Solved

Modifying an existing perl script

Posted on 2013-10-25
7
279 Views
Last Modified: 2013-11-01
Hi,

I'm trying to modify an existing perl script: Speciesmatch.pl

The script currently takes CSV files in the following naming convention: 20130730-p12-A1.csv; i.e. "date, p-number, location.csv"

However, the structure of these files has now changed in that the file names have now been shortened to simply their location (e.g. "A1") followed with a short reference name (e.g. "DOL1").
I've attached 3 example csv data files to this question.

Briefly about the script:

The script (speciesmatch.txt) should process the CSV files one at a time.
For each csv file, it should look at the mass column (first column) and go through the column of scores.
For each score it should take this value and check this mass score against the scores for each animal species contained in SpeciesId.txt. It should record a running tally to see which animal species has the most number of matches to the mass column in the CSV file. The results are recorded in a SpeciesID file where the "top 5 species" are recorded with their number of matches and  percentage match.

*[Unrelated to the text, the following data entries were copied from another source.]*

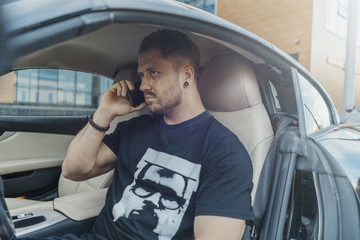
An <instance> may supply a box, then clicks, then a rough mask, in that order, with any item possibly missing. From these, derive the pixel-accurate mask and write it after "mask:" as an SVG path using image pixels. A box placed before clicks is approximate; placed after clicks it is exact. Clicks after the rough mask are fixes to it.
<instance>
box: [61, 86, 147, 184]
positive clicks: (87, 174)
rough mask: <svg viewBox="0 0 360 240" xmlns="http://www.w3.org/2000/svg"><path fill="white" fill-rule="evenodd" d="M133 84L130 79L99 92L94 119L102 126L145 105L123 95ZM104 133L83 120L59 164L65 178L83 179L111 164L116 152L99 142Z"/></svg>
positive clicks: (127, 90)
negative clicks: (65, 156)
mask: <svg viewBox="0 0 360 240" xmlns="http://www.w3.org/2000/svg"><path fill="white" fill-rule="evenodd" d="M133 87H134V85H133V83H131V82H129V81H121V82H119V83H116V84H114V85H113V86H111V87H110V88H109V89H108V90H106V91H105V93H104V94H103V95H102V96H101V99H100V103H99V107H98V109H97V110H96V112H95V113H94V116H93V121H94V122H95V123H96V124H97V125H99V126H101V127H107V126H109V125H110V123H111V121H112V120H113V119H114V118H115V117H116V116H123V115H125V114H128V113H131V112H134V111H139V110H141V109H142V108H144V107H145V106H146V104H145V103H142V104H140V105H139V106H137V107H135V108H134V107H132V106H131V104H130V102H129V100H128V99H127V98H126V96H127V91H128V89H133ZM104 135H105V132H101V131H98V130H96V129H95V128H93V127H92V126H91V125H90V124H86V126H85V127H84V128H83V129H82V130H81V131H80V132H79V133H78V134H77V135H76V136H75V138H74V139H73V141H72V142H71V144H70V146H69V149H68V151H67V154H66V157H65V160H64V163H63V165H62V174H63V176H64V177H65V178H68V179H71V180H74V181H82V180H86V179H89V178H91V177H95V176H99V175H101V174H103V173H106V172H108V171H110V170H111V169H112V168H114V166H115V163H116V159H117V156H116V155H115V154H114V153H113V152H112V150H110V148H109V147H108V146H106V145H105V144H104V143H103V142H102V140H103V138H104Z"/></svg>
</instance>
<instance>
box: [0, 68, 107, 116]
mask: <svg viewBox="0 0 360 240" xmlns="http://www.w3.org/2000/svg"><path fill="white" fill-rule="evenodd" d="M112 83H113V80H112V79H109V78H106V77H103V76H99V75H95V74H91V73H85V72H79V71H71V70H61V69H26V70H18V71H14V72H11V73H9V74H7V75H5V76H2V77H0V89H2V94H0V104H1V111H0V115H14V116H28V115H36V116H58V115H84V114H88V113H90V112H93V111H94V109H95V108H96V107H97V105H98V102H99V98H100V96H101V94H102V93H103V92H104V91H105V90H106V89H107V88H108V87H110V86H111V84H112Z"/></svg>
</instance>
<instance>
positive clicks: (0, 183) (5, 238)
mask: <svg viewBox="0 0 360 240" xmlns="http://www.w3.org/2000/svg"><path fill="white" fill-rule="evenodd" d="M5 239H9V240H15V239H16V236H15V227H14V224H13V222H12V220H11V216H10V212H9V209H8V207H7V205H6V202H5V198H4V185H3V182H2V179H1V177H0V240H5Z"/></svg>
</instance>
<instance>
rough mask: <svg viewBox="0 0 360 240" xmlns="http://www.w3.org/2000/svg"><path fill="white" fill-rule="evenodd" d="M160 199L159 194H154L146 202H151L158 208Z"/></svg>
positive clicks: (159, 202)
mask: <svg viewBox="0 0 360 240" xmlns="http://www.w3.org/2000/svg"><path fill="white" fill-rule="evenodd" d="M160 198H161V194H160V193H154V194H153V195H151V196H150V197H148V198H146V200H147V201H150V202H152V203H153V204H154V205H155V206H156V207H157V208H158V207H159V204H160Z"/></svg>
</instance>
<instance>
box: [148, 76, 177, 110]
mask: <svg viewBox="0 0 360 240" xmlns="http://www.w3.org/2000/svg"><path fill="white" fill-rule="evenodd" d="M178 82H179V77H177V78H176V80H175V82H174V84H172V85H171V86H170V87H168V88H167V89H166V90H164V91H163V93H161V94H160V95H156V94H155V93H153V92H151V91H145V93H144V94H145V95H147V96H151V97H154V98H155V100H156V101H154V102H152V103H150V104H148V109H149V111H150V112H152V113H153V114H155V115H161V114H164V113H166V112H168V111H170V110H172V109H173V108H174V107H176V106H178V105H180V104H181V102H182V92H181V89H180V87H179V84H178Z"/></svg>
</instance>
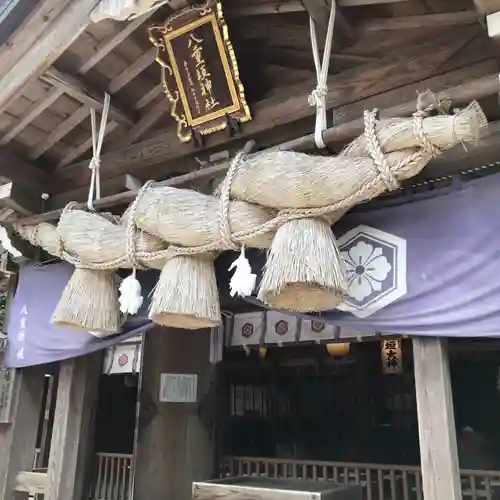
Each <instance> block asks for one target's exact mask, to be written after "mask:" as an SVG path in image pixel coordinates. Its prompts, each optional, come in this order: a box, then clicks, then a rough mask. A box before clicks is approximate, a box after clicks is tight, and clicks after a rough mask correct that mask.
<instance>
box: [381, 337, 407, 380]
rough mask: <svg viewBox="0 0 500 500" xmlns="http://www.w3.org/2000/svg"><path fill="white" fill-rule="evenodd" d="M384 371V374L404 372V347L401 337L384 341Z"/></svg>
mask: <svg viewBox="0 0 500 500" xmlns="http://www.w3.org/2000/svg"><path fill="white" fill-rule="evenodd" d="M381 347H382V372H383V373H384V375H389V374H394V375H399V374H401V373H403V349H402V345H401V339H388V340H383V341H382V346H381Z"/></svg>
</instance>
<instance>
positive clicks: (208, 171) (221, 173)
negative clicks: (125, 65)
mask: <svg viewBox="0 0 500 500" xmlns="http://www.w3.org/2000/svg"><path fill="white" fill-rule="evenodd" d="M459 72H460V70H457V72H456V73H459ZM468 74H469V77H470V73H468ZM433 80H435V81H436V82H437V78H435V79H433ZM445 81H446V80H445ZM424 88H426V87H424ZM427 88H428V87H427ZM436 90H438V89H436ZM443 90H444V89H443ZM405 92H406V94H407V97H408V98H410V96H411V100H408V101H407V102H404V103H402V104H400V105H398V106H393V107H391V108H388V109H385V110H384V109H383V108H382V107H381V106H376V102H377V100H378V99H379V98H378V97H377V96H375V97H373V98H370V99H367V100H366V103H369V104H370V105H369V106H367V108H368V109H370V108H372V107H378V108H380V109H381V110H382V111H381V116H382V117H386V118H390V117H401V116H409V115H411V114H412V113H413V112H414V111H415V97H414V96H415V93H416V87H412V86H409V87H408V88H407V89H405ZM498 92H500V82H499V80H498V75H497V74H496V73H495V74H492V75H489V76H486V77H484V78H480V79H469V81H468V83H464V84H462V85H457V86H456V87H451V88H446V87H445V90H444V92H443V94H444V95H445V96H446V97H447V98H450V99H451V100H452V101H453V102H454V103H460V102H466V101H469V100H470V99H474V98H479V97H482V96H486V95H492V94H495V93H498ZM389 94H390V93H389ZM382 97H383V98H384V99H386V100H388V101H389V102H393V101H391V99H390V96H387V97H386V96H382ZM379 102H382V101H379ZM372 103H373V104H374V106H371V104H372ZM359 106H360V107H361V108H363V107H364V106H363V104H359ZM352 115H353V113H350V112H348V111H347V110H346V111H345V112H344V116H345V117H346V118H349V117H350V116H352ZM354 115H355V116H359V114H357V113H355V114H354ZM362 132H363V120H362V119H358V118H356V119H354V120H352V121H347V122H344V123H343V124H342V125H337V126H335V127H332V128H330V129H328V130H327V131H326V132H325V134H324V135H323V140H325V142H326V143H329V142H330V141H332V142H335V141H343V140H347V139H351V138H353V137H355V136H357V135H359V134H361V133H362ZM311 147H314V135H313V134H311V135H308V136H304V137H299V138H298V139H294V140H292V141H289V142H287V143H283V144H280V145H279V146H276V147H274V148H270V150H277V149H291V150H295V151H307V150H308V149H310V148H311ZM257 154H258V153H257ZM452 163H453V162H452ZM228 168H229V162H228V161H222V162H221V163H218V164H215V165H212V166H209V167H206V168H203V169H202V170H198V171H194V172H190V173H187V174H184V175H180V176H177V177H173V178H170V179H167V180H165V181H161V182H158V183H157V184H156V185H157V186H177V187H182V186H185V185H186V184H189V183H191V182H193V181H198V180H201V179H204V180H210V179H213V178H215V177H217V176H221V175H224V174H225V172H226V171H227V169H228ZM136 195H137V191H129V192H124V193H119V194H115V195H111V196H108V197H107V198H101V199H100V200H97V201H96V202H95V203H94V206H95V207H96V208H105V207H113V206H117V205H121V204H125V203H129V202H131V201H132V200H133V199H134V198H135V196H136ZM78 208H85V204H80V205H78ZM60 214H61V210H60V209H57V210H53V211H51V212H47V213H45V214H41V215H35V216H32V217H27V218H23V219H21V221H20V222H21V223H22V224H37V223H39V222H45V221H50V220H57V219H58V218H59V216H60Z"/></svg>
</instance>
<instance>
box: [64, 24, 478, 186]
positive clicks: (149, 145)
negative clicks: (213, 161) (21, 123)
mask: <svg viewBox="0 0 500 500" xmlns="http://www.w3.org/2000/svg"><path fill="white" fill-rule="evenodd" d="M463 31H464V32H463V36H462V37H460V38H459V39H458V38H454V39H452V40H450V39H449V37H447V36H446V37H443V38H441V39H439V40H437V41H433V42H430V43H425V44H423V46H419V47H415V48H411V49H410V50H408V51H400V52H399V53H398V55H397V57H395V56H394V54H390V55H388V56H387V57H385V58H383V59H381V60H380V61H378V62H374V63H369V64H366V65H363V66H359V67H358V68H355V69H353V70H349V71H346V72H344V73H342V74H340V75H337V77H336V78H335V79H334V81H333V82H331V84H330V87H329V91H328V98H327V105H328V107H329V108H331V107H334V106H335V107H338V106H342V105H347V104H349V103H353V102H356V101H358V100H361V99H364V98H368V97H370V96H374V95H377V94H380V93H383V92H386V91H388V90H390V89H393V88H395V87H401V86H404V85H408V84H410V83H415V82H419V81H421V80H424V79H427V78H430V77H431V76H433V75H439V74H442V73H445V72H447V71H450V70H452V69H455V68H456V67H461V66H463V59H462V57H465V56H464V55H463V54H460V51H461V50H462V49H464V47H466V46H467V45H468V44H470V43H471V41H472V39H474V38H475V37H476V33H477V30H475V29H473V30H470V31H468V30H465V29H464V30H463ZM483 56H484V54H479V55H476V57H479V58H481V57H483ZM453 66H455V67H453ZM471 76H472V75H471ZM315 86H316V82H315V80H314V79H313V80H311V81H310V82H304V83H299V84H297V85H293V86H291V87H289V88H287V89H280V91H279V92H277V93H276V95H274V96H271V97H269V98H267V99H264V100H263V101H261V102H259V103H257V104H256V105H255V106H254V107H253V110H252V112H253V115H254V120H253V121H251V122H249V123H247V124H245V126H244V128H243V132H242V133H241V134H240V135H239V137H238V138H239V139H241V138H243V137H251V136H254V135H255V134H258V133H262V132H265V131H268V130H269V129H271V128H273V127H276V126H279V125H283V124H286V123H291V122H294V121H296V120H299V119H302V118H306V117H308V116H312V115H313V114H314V112H315V111H314V108H311V107H310V106H309V105H308V102H307V99H306V96H307V95H308V94H309V92H310V91H311V90H312V89H314V88H315ZM224 142H227V138H226V137H225V136H224V134H217V135H216V136H214V137H212V138H210V141H209V143H208V147H209V148H210V147H211V148H213V147H216V146H220V145H221V144H223V143H224ZM188 153H189V146H186V145H182V144H180V143H179V141H178V140H177V138H176V133H175V131H174V130H172V131H167V132H166V133H164V134H160V135H158V136H156V137H154V138H151V139H148V140H145V141H142V142H139V143H137V144H136V145H134V146H130V147H128V148H125V149H123V150H121V151H119V152H111V153H108V154H106V155H103V157H102V168H101V178H102V179H106V178H110V177H114V176H116V175H120V174H121V173H122V172H123V171H124V170H125V169H126V171H127V172H128V173H131V174H133V173H135V171H137V170H141V171H143V170H144V168H147V167H149V166H151V165H155V164H160V163H163V162H166V161H169V160H174V159H178V158H180V157H182V156H186V155H187V154H188ZM58 179H59V181H58V186H59V189H60V191H64V190H66V189H71V188H74V187H76V186H81V185H88V183H89V180H90V174H89V169H88V164H87V162H81V163H78V164H75V165H70V166H68V167H65V168H64V169H61V170H60V171H59V172H58Z"/></svg>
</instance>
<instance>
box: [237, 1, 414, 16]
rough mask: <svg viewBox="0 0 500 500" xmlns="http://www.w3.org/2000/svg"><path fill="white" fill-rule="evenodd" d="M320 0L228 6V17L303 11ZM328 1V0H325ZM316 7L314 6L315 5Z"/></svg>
mask: <svg viewBox="0 0 500 500" xmlns="http://www.w3.org/2000/svg"><path fill="white" fill-rule="evenodd" d="M405 1H408V0H378V1H377V0H337V5H338V6H339V7H358V6H360V5H373V4H382V3H396V2H405ZM320 2H321V0H320V1H316V0H313V1H312V2H309V0H303V1H301V0H286V1H283V0H267V1H265V2H259V3H255V4H253V5H252V4H250V5H243V6H241V7H240V6H238V7H235V8H231V7H229V8H228V11H227V17H228V18H231V17H246V16H262V15H266V14H289V13H291V12H303V11H304V10H308V11H309V9H310V7H311V3H316V4H318V5H320ZM325 3H326V2H325ZM313 8H314V6H313Z"/></svg>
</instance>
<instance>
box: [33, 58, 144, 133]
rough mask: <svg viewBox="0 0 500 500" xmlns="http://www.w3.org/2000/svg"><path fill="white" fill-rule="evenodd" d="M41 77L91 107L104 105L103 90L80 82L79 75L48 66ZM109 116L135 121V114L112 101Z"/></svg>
mask: <svg viewBox="0 0 500 500" xmlns="http://www.w3.org/2000/svg"><path fill="white" fill-rule="evenodd" d="M41 79H42V80H44V81H45V82H47V83H49V84H51V85H52V86H54V87H57V88H60V89H61V90H62V91H63V92H64V93H66V94H68V95H69V96H71V97H73V98H74V99H76V100H78V101H80V102H81V103H82V104H86V105H87V106H90V107H91V108H94V109H96V110H102V108H103V106H104V92H105V91H103V90H97V89H95V88H92V87H91V86H90V85H89V84H88V83H85V82H82V81H81V76H80V77H75V76H73V75H69V74H67V73H63V72H61V71H59V70H57V69H56V68H54V67H53V68H49V69H48V70H47V71H46V72H45V73H44V74H43V75H42V77H41ZM109 117H110V118H112V119H114V120H116V121H118V122H120V123H125V124H127V125H133V124H134V123H135V122H136V121H137V117H136V116H133V115H132V114H131V113H130V111H125V110H122V109H120V107H118V106H117V105H116V103H115V102H114V101H113V102H112V103H111V104H110V107H109Z"/></svg>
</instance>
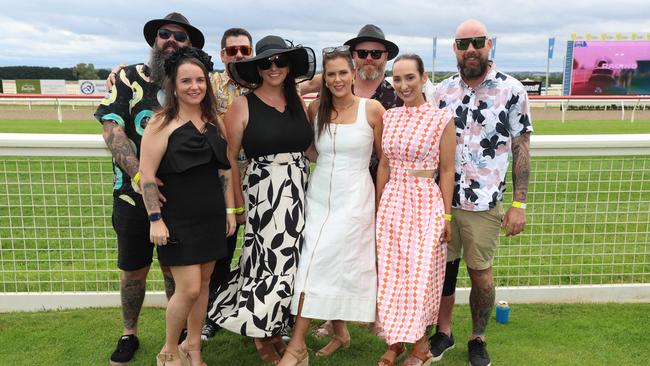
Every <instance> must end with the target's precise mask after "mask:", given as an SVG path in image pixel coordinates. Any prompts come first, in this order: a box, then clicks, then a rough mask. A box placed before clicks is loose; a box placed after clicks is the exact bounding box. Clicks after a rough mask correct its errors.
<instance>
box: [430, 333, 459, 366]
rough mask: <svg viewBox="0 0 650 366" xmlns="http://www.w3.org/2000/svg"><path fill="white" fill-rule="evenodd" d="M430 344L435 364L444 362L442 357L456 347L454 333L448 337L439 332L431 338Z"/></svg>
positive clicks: (434, 334) (431, 351)
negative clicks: (444, 354) (440, 362)
mask: <svg viewBox="0 0 650 366" xmlns="http://www.w3.org/2000/svg"><path fill="white" fill-rule="evenodd" d="M429 343H430V344H431V354H432V355H433V361H434V362H435V361H440V360H442V355H444V354H445V352H447V351H449V350H451V349H454V347H456V343H455V342H454V334H453V333H452V334H451V336H448V335H446V334H445V333H443V332H438V333H436V334H434V335H432V336H431V337H430V338H429Z"/></svg>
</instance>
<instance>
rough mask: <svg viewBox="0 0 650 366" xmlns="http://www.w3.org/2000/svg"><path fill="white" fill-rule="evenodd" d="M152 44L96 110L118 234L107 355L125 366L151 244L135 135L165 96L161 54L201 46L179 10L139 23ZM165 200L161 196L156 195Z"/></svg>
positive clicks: (113, 364) (166, 293)
mask: <svg viewBox="0 0 650 366" xmlns="http://www.w3.org/2000/svg"><path fill="white" fill-rule="evenodd" d="M144 37H145V39H146V41H147V43H148V44H149V45H150V46H151V57H150V59H149V63H148V64H146V65H145V64H135V65H130V66H127V67H126V68H124V69H121V70H120V71H119V75H118V76H117V77H116V80H115V84H114V85H113V86H112V87H111V89H110V93H109V94H108V96H107V97H106V98H105V99H104V100H103V101H102V103H101V105H100V106H99V107H98V108H97V111H96V112H95V117H96V118H97V120H99V122H100V123H102V125H103V132H102V136H103V137H104V141H106V145H107V146H108V148H109V150H110V151H111V153H112V155H113V172H114V176H113V228H114V229H115V232H116V234H117V253H118V262H117V265H118V267H119V268H120V270H121V271H120V297H121V300H122V318H123V322H124V331H123V335H122V336H121V337H120V339H119V341H118V343H117V347H116V349H115V351H114V352H113V354H112V355H111V358H110V364H111V365H125V364H127V363H128V362H129V361H130V360H131V359H132V358H133V355H134V354H135V351H136V350H137V349H138V347H139V341H138V337H137V323H138V317H139V315H140V309H141V308H142V302H143V300H144V296H145V288H146V279H147V274H148V272H149V268H150V266H151V261H152V258H153V249H154V245H153V243H151V241H150V240H149V218H148V216H147V211H146V209H145V207H144V202H143V201H142V196H141V195H140V192H141V186H140V182H139V177H140V174H139V172H138V169H139V157H140V140H141V139H142V134H143V133H144V129H145V127H146V125H147V122H148V121H149V118H150V117H151V116H152V115H153V112H154V110H155V109H157V108H159V107H160V101H162V100H164V95H163V93H162V91H161V87H162V82H163V80H164V77H165V70H164V64H165V59H166V58H167V57H168V55H171V53H172V52H174V51H175V50H177V49H178V48H180V47H187V46H192V45H193V46H194V47H198V48H202V47H203V44H204V42H205V41H204V37H203V34H202V33H201V31H199V30H198V29H197V28H195V27H193V26H192V25H190V24H189V22H188V20H187V18H185V17H184V16H183V15H181V14H179V13H170V14H168V15H167V16H165V18H163V19H154V20H151V21H149V22H147V23H146V24H145V26H144ZM161 200H162V201H163V202H164V197H161ZM161 269H162V272H163V276H164V279H165V293H166V295H167V297H168V298H169V297H170V296H171V295H172V294H173V293H174V280H173V278H172V275H171V272H170V270H169V268H161Z"/></svg>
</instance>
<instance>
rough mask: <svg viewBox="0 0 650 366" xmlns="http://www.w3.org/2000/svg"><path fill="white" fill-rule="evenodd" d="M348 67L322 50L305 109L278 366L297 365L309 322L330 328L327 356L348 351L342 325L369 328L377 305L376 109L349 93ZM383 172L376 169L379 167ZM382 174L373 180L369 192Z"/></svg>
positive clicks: (377, 143) (331, 48)
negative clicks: (312, 138) (287, 287)
mask: <svg viewBox="0 0 650 366" xmlns="http://www.w3.org/2000/svg"><path fill="white" fill-rule="evenodd" d="M353 83H354V65H353V63H352V56H351V55H350V50H349V48H348V47H347V46H340V47H328V48H325V49H323V84H322V87H321V94H320V98H319V99H316V100H315V101H313V102H312V103H311V104H310V105H309V108H308V113H309V117H310V119H311V120H312V121H313V125H314V130H315V139H314V141H315V144H314V146H315V148H316V152H317V153H318V159H317V161H316V168H315V169H314V172H313V173H312V176H311V177H310V180H309V184H308V188H307V198H306V203H305V207H306V208H305V231H304V237H305V239H304V244H303V247H302V250H301V254H300V255H301V256H300V262H299V264H298V272H297V274H296V283H295V286H294V294H293V299H292V301H291V313H292V314H295V315H297V318H296V324H295V326H294V330H293V337H292V338H291V341H290V342H289V345H288V347H287V352H285V354H284V357H283V358H282V360H281V361H280V363H279V365H304V364H306V363H307V359H308V353H307V346H306V344H305V335H306V334H307V332H308V330H309V327H310V324H311V319H322V320H333V322H332V323H333V328H334V335H333V337H332V340H331V341H330V343H329V344H328V345H327V346H325V347H324V348H323V349H321V350H320V351H318V352H317V353H316V355H317V356H325V355H329V354H331V353H332V352H334V351H336V350H337V349H338V348H340V347H347V346H348V345H349V344H350V333H348V330H347V327H346V324H345V322H346V321H361V322H373V321H374V320H375V310H376V298H377V270H376V264H375V206H376V195H375V187H374V185H373V183H372V178H371V177H370V172H369V170H368V164H369V161H370V155H371V153H372V149H373V146H374V147H375V149H376V151H377V155H378V157H379V159H380V161H381V160H383V158H384V157H383V153H382V152H381V134H382V116H383V113H384V108H383V107H382V106H381V104H380V103H379V102H377V101H375V100H372V99H365V98H359V97H356V96H355V95H354V94H353V93H352V85H353ZM382 165H383V164H379V166H382ZM387 173H388V172H385V171H380V172H378V174H377V188H378V190H380V189H381V188H382V187H383V185H384V184H385V183H386V179H387V177H388V174H387Z"/></svg>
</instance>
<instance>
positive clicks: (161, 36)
mask: <svg viewBox="0 0 650 366" xmlns="http://www.w3.org/2000/svg"><path fill="white" fill-rule="evenodd" d="M172 35H173V36H174V39H175V40H176V41H177V42H185V41H187V39H188V38H189V37H188V36H187V33H185V32H180V31H172V30H169V29H165V28H159V29H158V37H160V38H162V39H169V37H171V36H172Z"/></svg>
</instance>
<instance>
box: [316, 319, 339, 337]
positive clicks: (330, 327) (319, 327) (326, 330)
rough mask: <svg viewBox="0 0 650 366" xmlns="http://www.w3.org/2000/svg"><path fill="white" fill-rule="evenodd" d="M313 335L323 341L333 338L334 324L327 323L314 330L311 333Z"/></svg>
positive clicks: (325, 323) (329, 322)
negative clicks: (329, 337)
mask: <svg viewBox="0 0 650 366" xmlns="http://www.w3.org/2000/svg"><path fill="white" fill-rule="evenodd" d="M311 335H312V336H314V338H316V339H323V338H325V337H331V336H333V335H334V328H333V326H332V322H330V321H327V322H325V323H323V324H321V325H320V326H319V327H316V328H314V329H313V330H312V331H311Z"/></svg>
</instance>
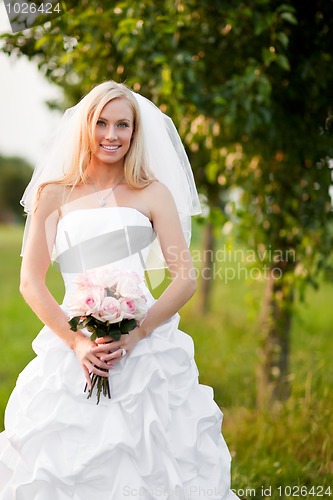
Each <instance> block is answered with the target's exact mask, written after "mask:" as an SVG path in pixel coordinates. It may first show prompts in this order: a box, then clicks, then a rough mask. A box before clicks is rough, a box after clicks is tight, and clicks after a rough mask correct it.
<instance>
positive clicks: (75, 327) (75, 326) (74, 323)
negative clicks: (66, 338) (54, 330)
mask: <svg viewBox="0 0 333 500" xmlns="http://www.w3.org/2000/svg"><path fill="white" fill-rule="evenodd" d="M79 321H80V316H74V318H72V319H70V320H69V321H68V323H69V324H70V327H71V330H73V332H77V330H78V327H77V325H78V324H79Z"/></svg>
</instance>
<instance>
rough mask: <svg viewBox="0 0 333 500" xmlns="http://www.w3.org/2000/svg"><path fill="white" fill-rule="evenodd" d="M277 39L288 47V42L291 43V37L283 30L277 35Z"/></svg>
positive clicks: (286, 46)
mask: <svg viewBox="0 0 333 500" xmlns="http://www.w3.org/2000/svg"><path fill="white" fill-rule="evenodd" d="M276 37H277V39H278V40H279V41H280V42H281V44H282V45H283V47H285V48H287V47H288V44H289V38H288V37H287V35H286V34H285V33H284V32H283V31H280V32H279V33H278V34H277V35H276Z"/></svg>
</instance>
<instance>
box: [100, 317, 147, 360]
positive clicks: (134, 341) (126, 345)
mask: <svg viewBox="0 0 333 500" xmlns="http://www.w3.org/2000/svg"><path fill="white" fill-rule="evenodd" d="M142 338H143V336H142V333H141V331H140V328H139V327H136V328H134V330H131V331H130V332H129V333H125V334H122V336H121V337H120V339H119V340H112V338H111V337H109V336H106V337H99V338H97V339H95V343H96V344H98V346H96V347H93V348H92V349H91V351H92V352H93V353H94V354H96V355H97V356H98V357H99V358H100V360H101V361H104V362H106V364H108V365H110V367H111V366H113V365H114V364H115V363H116V362H117V361H120V360H121V359H122V358H123V351H122V349H125V351H126V354H125V356H127V355H128V354H129V353H130V352H131V351H132V350H133V349H134V347H135V346H136V344H137V343H138V342H139V340H141V339H142ZM111 351H112V352H111Z"/></svg>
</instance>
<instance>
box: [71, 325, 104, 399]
mask: <svg viewBox="0 0 333 500" xmlns="http://www.w3.org/2000/svg"><path fill="white" fill-rule="evenodd" d="M96 346H97V344H95V342H93V341H92V340H90V338H88V337H86V336H85V335H84V334H83V333H81V334H80V333H79V332H77V333H76V340H75V344H74V347H73V350H74V352H75V354H76V356H77V358H78V360H79V362H80V365H81V366H82V369H83V372H84V376H85V378H86V381H87V384H88V387H89V389H91V379H90V373H95V374H96V375H100V376H101V377H108V376H109V370H110V369H112V366H110V365H108V364H107V363H105V362H103V361H101V359H100V358H99V357H98V356H97V355H96V354H94V352H93V351H92V348H93V347H96ZM101 368H103V370H101ZM104 370H107V371H104Z"/></svg>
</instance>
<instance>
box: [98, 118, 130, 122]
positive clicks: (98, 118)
mask: <svg viewBox="0 0 333 500" xmlns="http://www.w3.org/2000/svg"><path fill="white" fill-rule="evenodd" d="M98 119H99V120H102V121H103V122H108V121H109V120H107V119H106V118H103V116H100V117H99V118H98ZM118 122H129V123H131V120H130V119H129V118H121V119H120V120H118Z"/></svg>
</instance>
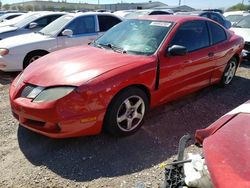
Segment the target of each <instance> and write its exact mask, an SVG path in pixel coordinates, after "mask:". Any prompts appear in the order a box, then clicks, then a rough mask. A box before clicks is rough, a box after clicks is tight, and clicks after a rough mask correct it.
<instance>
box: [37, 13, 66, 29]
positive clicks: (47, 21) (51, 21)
mask: <svg viewBox="0 0 250 188" xmlns="http://www.w3.org/2000/svg"><path fill="white" fill-rule="evenodd" d="M60 16H62V15H51V16H44V17H42V18H39V19H37V20H36V21H34V22H36V23H37V26H38V27H45V26H46V25H48V24H50V23H51V22H53V21H54V20H56V19H57V18H59V17H60Z"/></svg>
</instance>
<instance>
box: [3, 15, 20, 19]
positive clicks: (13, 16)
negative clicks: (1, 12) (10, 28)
mask: <svg viewBox="0 0 250 188" xmlns="http://www.w3.org/2000/svg"><path fill="white" fill-rule="evenodd" d="M17 16H19V15H12V16H9V17H8V18H5V19H6V20H10V19H12V18H15V17H17Z"/></svg>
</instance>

The script is already set up correctly to do this, although I'm struggling to run it with the altered ".csv" file naming convention (A1-DOL1.csv)


One other modification I'd like to make to this script is to take the top 5 animal species match for a file (say in this case A1)

1. Dolphin 12 matches 100%
2. Cow  5 matches...
3. Snake 2 matches...
etc

Take the very top match-up (in this case Horse)
I would then like the script to open the A1_DOL1.csv file and then write to the very first row:

"Best match: Dolphin"

This would mean that the "mass/intensity/filename/samplename" table would need to be shifted down a couple of lines for the "Best match: Dolphin" to be written in to the CSV file.

Sorry to come across as long winded... but I just thought I'd put as much detail into this question as possible, as I found it quite hard to explain what I'm trying to achieve out of this. Hopefully the script will make sense and will have most of the hard work already done.

Any help with this would be very much appreciated.

Thanks,

Stephen.
Speciesmatch.txt
A1-DOL1.csv
A2-HOR.csv
A3-HIPP.csv
SpeciesId.txt
0
Comment
Question by:StephenMcGowan
[X]
Welcome to Experts Exchange

Add your voice to the tech community where 5M+ people just like you are talking about what matters.

  • Help others & share knowledge
  • Earn cash & points
  • Learn & ask questions
  • 3
  • 3
7 Comments
 
LVL 5

Expert Comment

by:Dave Gould
ID: 39600658
The line "my @files = sort grep m{^\d+_\w+_[A-P]\d+\.csv$}, readdir DIR" creates an array called files and will add all files in the directory DIR (C:/Users/Stephen/Desktop/20130219_PH12A/relmonopeaklists) thet meet the following requirements:
^ ==> start of line
\d+ ==> one or more numbers
_ ==> an underscore char
\w ==> any single "word" character (a letter, digit or underscore)
_ ==>  an underscore char
[A-P] ==> A capital letter between A & P
\d+ ==> one or more numbers
\.csv$ ==> a . followed by csv followed by end of line ( the backslash is so as not to interpret the .)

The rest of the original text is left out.